Original query was the following:
SELECT COUNT(*) from table1 WHERE field1 IN ('val1','val2') OR field2 IN ('val3','val4');
First benchmark before doing optimization showed me results after 4 minutes.
My first step was to create a compound key (multi-column key) using the field1 and field2.
I created it as following:
ALTER TABLE table1 ADD INDEX `field1_field2_idx` (`field1`,`field2`);
After waiting for 3 hours (you remember I had a table with 40 million records) I was able to continue.
This new compound key does not gave me any performance increase because OR statement was used in the original query.
As some of you know "OR
s are notoriously bad performers, because it splinters the execution path" (from: http://stackoverflow.com/questions/6551682/mysql-indexing-in-an-or-statement).After some thinking I decided to get rid of the OR and create 2 queries instead.
The following 2 queries gave me the same result ( I had the sum up the results):
SELECT COUNT(*) from table1 WHERE field1 IN ('val1','val2') AND field2 NOT IN ('val3','val4');
SELECT COUNT(*) from table1 WHERE field2 IN ('val3','val4');
Now the results were ready after 2 minutes. The first query was almost instant because it used the compound key and the second query took all the time. It was because the index was missing for field2.

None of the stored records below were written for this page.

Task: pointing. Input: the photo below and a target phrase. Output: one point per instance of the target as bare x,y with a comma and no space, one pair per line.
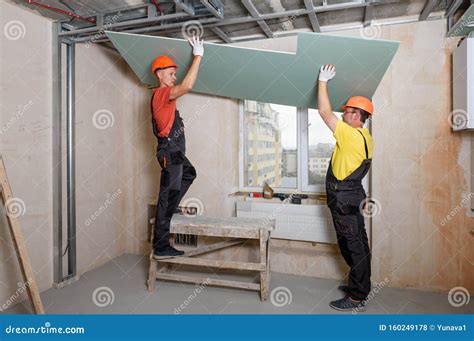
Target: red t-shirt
163,110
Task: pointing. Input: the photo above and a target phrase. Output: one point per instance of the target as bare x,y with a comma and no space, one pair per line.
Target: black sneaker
168,252
345,304
344,288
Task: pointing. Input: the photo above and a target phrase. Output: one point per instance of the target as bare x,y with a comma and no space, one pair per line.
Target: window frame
302,145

So, as a final step I had to add an another index on field2. I used the following command:
ALTER TABLE table1 ADD INDEX `field2_idx` (`field2`);
I had to waite another 3 hours for the index to be ready and finally:
JUST 5 SECS to count rows on 40+ million records' table result was achieved.
Hope you will find this information useful in your case.
Best regards,
Yuli
Thanks. Great solution!
ReplyDeleteBased on what you wrote it's possible to remove the field1_field2_idx and have instead field1_idx and field2_idx. Which will result in less wasted space 'cause field1_idx will be a lot smaller than field1_field2_idx.
ReplyDeleteYes, the field1_field2_idx index can be removed but the query will run a bit slowly.
ReplyDeleteThe system is in production now. I can not provide the benchmarks.
Yuli
Hi Yuli,
ReplyDeleteyou can use the First index only if you just run the SQL
SELECT COUNT(*) from table1 WHERE field1 IN ('val1','val2');
SELECT COUNT(*) from table1 WHERE field2 IN ('val3','val4')
AND field1 NOT IN ('val1','val2');
That will save you having both indexes, but may give you slower performance.
Yes IMO this will be a better solution, I don't think this will give slower performance.
DeleteYes IMO this will be better, I don't think this will give slower performance. Why to have another Index when only first one can do.
DeleteI enϳoy what уоu guyѕ агe up tоо.
ReplyDeleteЅuch cleѵег worκ and ехposurе!
Keeρ up the very good ωorkѕ guys I've included you guys to our blogroll.